L'an dernier, il n'y a pas eu de mouvement massif d'enseignants. Certes, les lycéens se sont un peu bougés là où des postes disparaissaient, mais contrairement à l'imagerie populaire, les profs n'ont pas vraiment suivi. Nous étions persuadés que la population, soumise à la même austérité que les années précédentes, ne nous soutiendrait pas, et que le message que l'Éducation n'était plus une priorité était admis par la majorité. Certes, environ 4 000 postes ont été sauvés l'an dernier, dans les bahuts où les parents et les élèves se sont mobilisés, mais l'ambiance est morose.
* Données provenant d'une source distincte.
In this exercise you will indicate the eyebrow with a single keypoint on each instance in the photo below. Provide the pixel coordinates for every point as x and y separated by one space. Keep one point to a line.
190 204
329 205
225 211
En ce début d'année scolaire, les annonces se poursuivent, plus sombres les unes les autres. Hier, on annonce dans le primaire la suppression des Réseaux d'Aide et de Soutien aux Élèves en Difficulté (RASED), 3 000 profs spécialisés dans l'aide aux élèves très difficiles dans le primaire, qui vont être remis devant des classes classiques, alors que l'État avait fait des dépenses massives pour les former, et qu'on demande à des profs non compétents de faire du soutien dans toutes les classes. De plus en plus, on est dans l'incohérence et dans le non-sens.
Dans cette morosité éducative, la grève de demain s'annonce peu suivie, sauf peut-être dans les zones les plus difficiles. J'ai bien failli ne pas la faire, me disant que la lutte était perdue et que je ferai mieux de garder mes 76 €.
Et puis, la crise financière a commencé, et là, j'ai vu que notre pays venait d'accepter, avec la bénédiction de tous, de mettre 22 milliards d'euros pour les PME et 3 milliards dans Dexia, pour réparer les conneries des élites, soutenus par les mêmes libéraux qui vont remplir ce blog de commentaires haineux, en deux jours ! Alors que nos mêmes élites nous disent qu'il n'y a plus de pognon pour éduquer les gosses ! Franchement, cher lecteur, cette moralité, cette idéologie sont à gerber.
Alors, regonflé à bloc, je vais me lancer à nouveau en grève, et je défilerai demain. Je perdrai mes 76 €, mais je vais au moins avoir le sentiment de me battre pour une idée, pour un modèle, pour un espoir, pour un progrès. Pour l'école publique, que j'aime et qui vaut le coup qu'on se batte pour elle, malgré tous ses défauts que je dénonce régulièrement ici.
De toute façon, j'aime les manifs, on a l'impression d'être vivant. Cela ne sert peut-être à rien, mais ça fait du bien !
Si tu veux venir manifester avec les profs, qui se joindront ensuite au cortège de tous les salariés qui manifestent à l'appel de la CIS pour le travail décent, le rendez-vous est à 14h00 au métro Sèvres-Babylone à Paris, et partout en France. Continuons à affirmer nos idées, les amis, et battons-nous.